Hadoop Compatible Filesystems edit   discuss  

So how did we do with our look at Hadoop Compatible Filesystems this week? Spoiler - not as well as I’d hoped!

In hindsight, picking this as the first technology category to do was a daft idea. Not only have I been trying to work out what I want to achieve with these technology category pages, and the level and information I want to capture, but my journey into Hadoop compatible storage has involved a myriad of rabbit holes from object stores to enterprise scale out storage to in-memory to every technology and its dog having an Hadoop compatible API.

So I’m going to do my best to summarise, but this journey will probably continue next week - there’s some further detail I want to dig into, I’m not entirely happy with the technology category page, I’ve got a big pile of information that probably means I’m probably doing object stores and scale out storage as the next technology categories to close the circle.

Firstly, there are two use cases for an Hadoop Compatible Filesystem.
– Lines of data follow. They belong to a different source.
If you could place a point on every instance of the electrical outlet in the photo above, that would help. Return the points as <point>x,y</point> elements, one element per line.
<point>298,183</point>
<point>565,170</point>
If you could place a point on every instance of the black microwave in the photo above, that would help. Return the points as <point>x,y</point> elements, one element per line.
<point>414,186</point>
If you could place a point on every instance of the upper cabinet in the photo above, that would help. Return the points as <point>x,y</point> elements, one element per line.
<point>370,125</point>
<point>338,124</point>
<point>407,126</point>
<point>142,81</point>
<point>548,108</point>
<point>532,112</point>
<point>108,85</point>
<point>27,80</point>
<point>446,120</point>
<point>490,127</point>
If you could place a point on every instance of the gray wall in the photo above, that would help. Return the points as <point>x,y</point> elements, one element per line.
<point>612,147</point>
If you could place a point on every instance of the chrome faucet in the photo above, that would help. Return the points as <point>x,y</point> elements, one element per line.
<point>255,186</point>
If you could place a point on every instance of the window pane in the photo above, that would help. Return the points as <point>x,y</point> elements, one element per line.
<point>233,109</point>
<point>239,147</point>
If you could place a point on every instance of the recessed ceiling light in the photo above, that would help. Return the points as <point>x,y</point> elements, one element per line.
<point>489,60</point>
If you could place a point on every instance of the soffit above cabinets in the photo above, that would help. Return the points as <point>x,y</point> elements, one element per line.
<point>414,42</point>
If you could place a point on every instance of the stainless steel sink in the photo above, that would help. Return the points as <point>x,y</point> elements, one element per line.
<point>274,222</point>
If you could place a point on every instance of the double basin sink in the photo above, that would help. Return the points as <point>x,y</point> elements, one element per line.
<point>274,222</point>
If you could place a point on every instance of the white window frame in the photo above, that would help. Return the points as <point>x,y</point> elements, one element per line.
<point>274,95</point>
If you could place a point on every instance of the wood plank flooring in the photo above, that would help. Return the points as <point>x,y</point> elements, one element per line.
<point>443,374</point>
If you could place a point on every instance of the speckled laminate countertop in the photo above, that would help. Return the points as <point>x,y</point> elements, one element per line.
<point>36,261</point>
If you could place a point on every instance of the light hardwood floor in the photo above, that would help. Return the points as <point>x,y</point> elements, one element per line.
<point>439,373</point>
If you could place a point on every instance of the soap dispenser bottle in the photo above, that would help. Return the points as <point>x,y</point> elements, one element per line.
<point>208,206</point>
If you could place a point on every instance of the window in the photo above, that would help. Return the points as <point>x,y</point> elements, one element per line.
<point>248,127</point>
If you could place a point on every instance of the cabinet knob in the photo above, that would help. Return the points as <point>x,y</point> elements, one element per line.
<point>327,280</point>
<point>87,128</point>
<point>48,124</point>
The first is as a drop in replacement for HDFS - you run your filesystem and compute on the same nodes and utilise data locality to do local filesystem reads wherever possible. The second is as a way of reading and writing data from a remote data store using the standard Hadoop Filesystem API - great if you want to access and write data back to external storage, but not a replacement for your local HDFS filesystem that you’ll still be using for temporary and intermediate data.

If you want to swap out HDFS in your Hadoop cluster for something else, there are some technologies you can look at that are HDFS but better. The obvious one being MapR-FS, but the Quantcast File System and Hops-HDFS are both interesting examples of open source projects that have taken HDFS and tried to improve it.

If you want to read and write data from Hadoop to an external system via the Hadoop Filesystem API, then the world’s your oyster, as pretty much every file or object based storage technology now allows you to do this, and generally in a (reasonably) high performance parallel way. This is the area I want to dig into in more detail next week however - what are you options if you want to store large volumes of data for analytics outside of an Hadoop cluster.

And as it feels like I’ve only scratched the surface of this area, I’m going to reserve the right to come and revise this information in the future. I wasn’t planning to dig so far into file and object storage at this time, but here we are so let’s see where it leads us.